Sustainability, and especially emissions reductions, will remain a key theme for the year(s) ahead. Australia and the world will continue to work on reducing greenhouse gas emissions. Supply chains are working on solutions, trials, and testing consumers’ willingness to pay. On-farm, most of the transitions are still to come, and more and more farmers seek to understand the emissions footprint of their operations and which changes to put in place.
New Zeeland
1) Central bank actions will flow through to the cost of funds. The current restrictive monetary policy settings might start to ease up later this year – but don’t be getting hopeful for a throw-back to post-GFC rate levels. Immense challenges remain for central bankers in developed countries when making calls to cut – or not to cut. Our view is that the Reserve Bank of New Zealand, in step with the US Federal Reserve, will hold off official cash rate cuts until 2H 2024 – and only then, cuts are still likely to only be modest. Still, wholesale interest rates have eased back since Christmas and are flowing through to retail: some good news for those with loans and mortgages.
2) China will chart a challenging course for exporters. Our key export market is likely to continue to have a slow economy this year. Property price pressures, weak consumer confidence, dwindling demographics, and lethargic global consumer demand for Chinese exports will all play a role here. This doesn’t bode well for strong commodity prices for New Zealand food and fibre export products heavily reliant on China.
3) Escalating geopolitical tensions and conflict could provide challenges all the way to New Zealand. The catch-all phrase “geopolitics” will permeate cross sectors and countries in 2024. While the war in Ukraine continues to drag on – with no quick end in sight – recent escalations in the Middle East, as well as continued concerning China-Taiwan relations, along with fresh worries for North Korea all add to the number of regions to keep abreast of. Markets, arguably, are still to price for this risk.

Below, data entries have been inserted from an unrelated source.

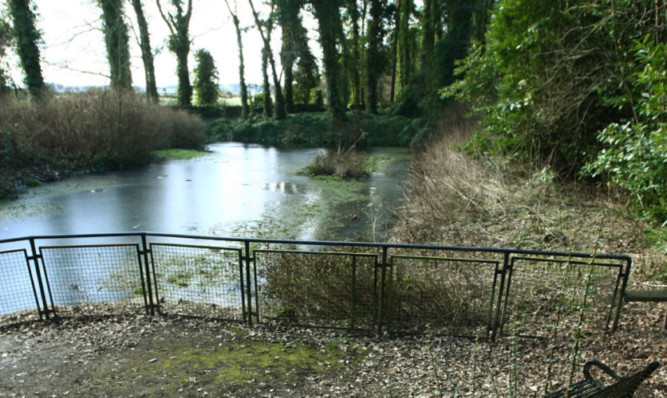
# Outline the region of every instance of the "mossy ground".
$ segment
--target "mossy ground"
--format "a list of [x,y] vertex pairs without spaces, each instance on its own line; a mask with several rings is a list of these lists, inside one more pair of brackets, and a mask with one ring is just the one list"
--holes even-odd
[[205,151],[196,151],[194,149],[161,149],[159,151],[151,152],[153,156],[158,159],[194,159],[200,158],[202,156],[208,155],[208,152]]
[[[289,340],[267,339],[260,330],[229,324],[177,320],[178,327],[171,329],[174,325],[170,321],[158,323],[168,325],[168,330],[146,324],[129,326],[130,332],[121,331],[117,323],[106,328],[93,323],[83,329],[101,330],[81,336],[78,332],[82,330],[74,327],[71,338],[50,342],[56,357],[40,352],[24,360],[43,356],[50,362],[48,369],[44,368],[50,376],[37,368],[13,374],[8,366],[7,372],[0,372],[8,378],[6,385],[0,386],[0,396],[5,396],[12,382],[19,383],[10,388],[19,395],[25,386],[31,394],[48,392],[48,396],[256,396],[267,386],[299,390],[308,379],[344,372],[346,366],[363,358],[340,338],[317,341],[297,335]],[[100,345],[100,341],[121,333],[129,337]],[[7,351],[5,348],[12,351],[0,344],[1,351]],[[45,380],[33,384],[32,378]]]

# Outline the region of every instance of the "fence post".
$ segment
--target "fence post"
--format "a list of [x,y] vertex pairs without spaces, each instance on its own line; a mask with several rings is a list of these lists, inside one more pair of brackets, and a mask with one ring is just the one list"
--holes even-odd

The latest shipping disruptions in the Red Sea place upward risk of another global supply chain shock and for potential implications one does not have to look further than the 2021 snarled supply chains and energy crisis. Input costs for New Zealand food producers, along with freight costs for getting our products to global markets are to be watched. Of course, limited fiscal stimulus and weak global consumer demand could possibly see NZ exporters sail right through this storm in a teacup. For now, our global crude oil price outlook remains rather modest and well below USD100 per barrel – at least while the conflicts in the Middle East don’t spread wider.
At the same time, there are some tail winds and cross currents that could help with navigating the blue horizon this year.
The New Zealand dollar is anticipated to strengthen modestly against the US dollar heading to USc 64 towards late 2024. This sits in what could be close to the top end of the USc 58-65 range experienced last year.
The much talked about El Niño has delivered a mixed bag of weather so far. NIWA indicates that El Niño will be alive and kicking at least until Autumn 2024, but global institutions see chances for El Niño to fade. Variable weather has so far been generally supportive for food producers.
Sustainability and emissions reductions will remain a key theme for the year(s) ahead. Supply chains are working on greenhouse gas emissions solutions, emissions reduction trials – all the while testing consumers’ willingness to pay. On farm, most of the transitions are still to come as many farmers seek to either continue their knowledge journey or consider which changes to put in place.
One wildcard for 2024 remains. The year ahead will bring intense democratic activity. New Zealand’s new coalition government is settling in with priorities being decided. Yet elsewhere, this year will see almost half the global population queue at the polls. Superpower election results from the likes of the US, India, the European Union and Russia, will determine global stability for years to come. Pivotal trading countries like South Korea, Indonesia, and the UK are also among the list.
2024 promises to keep food producers on their toes. With many variables to pay attention to, setting sail for success this year will require a strategic mindset, agility and collaboration. Traits New Zealand farmers and growers have no shortage of.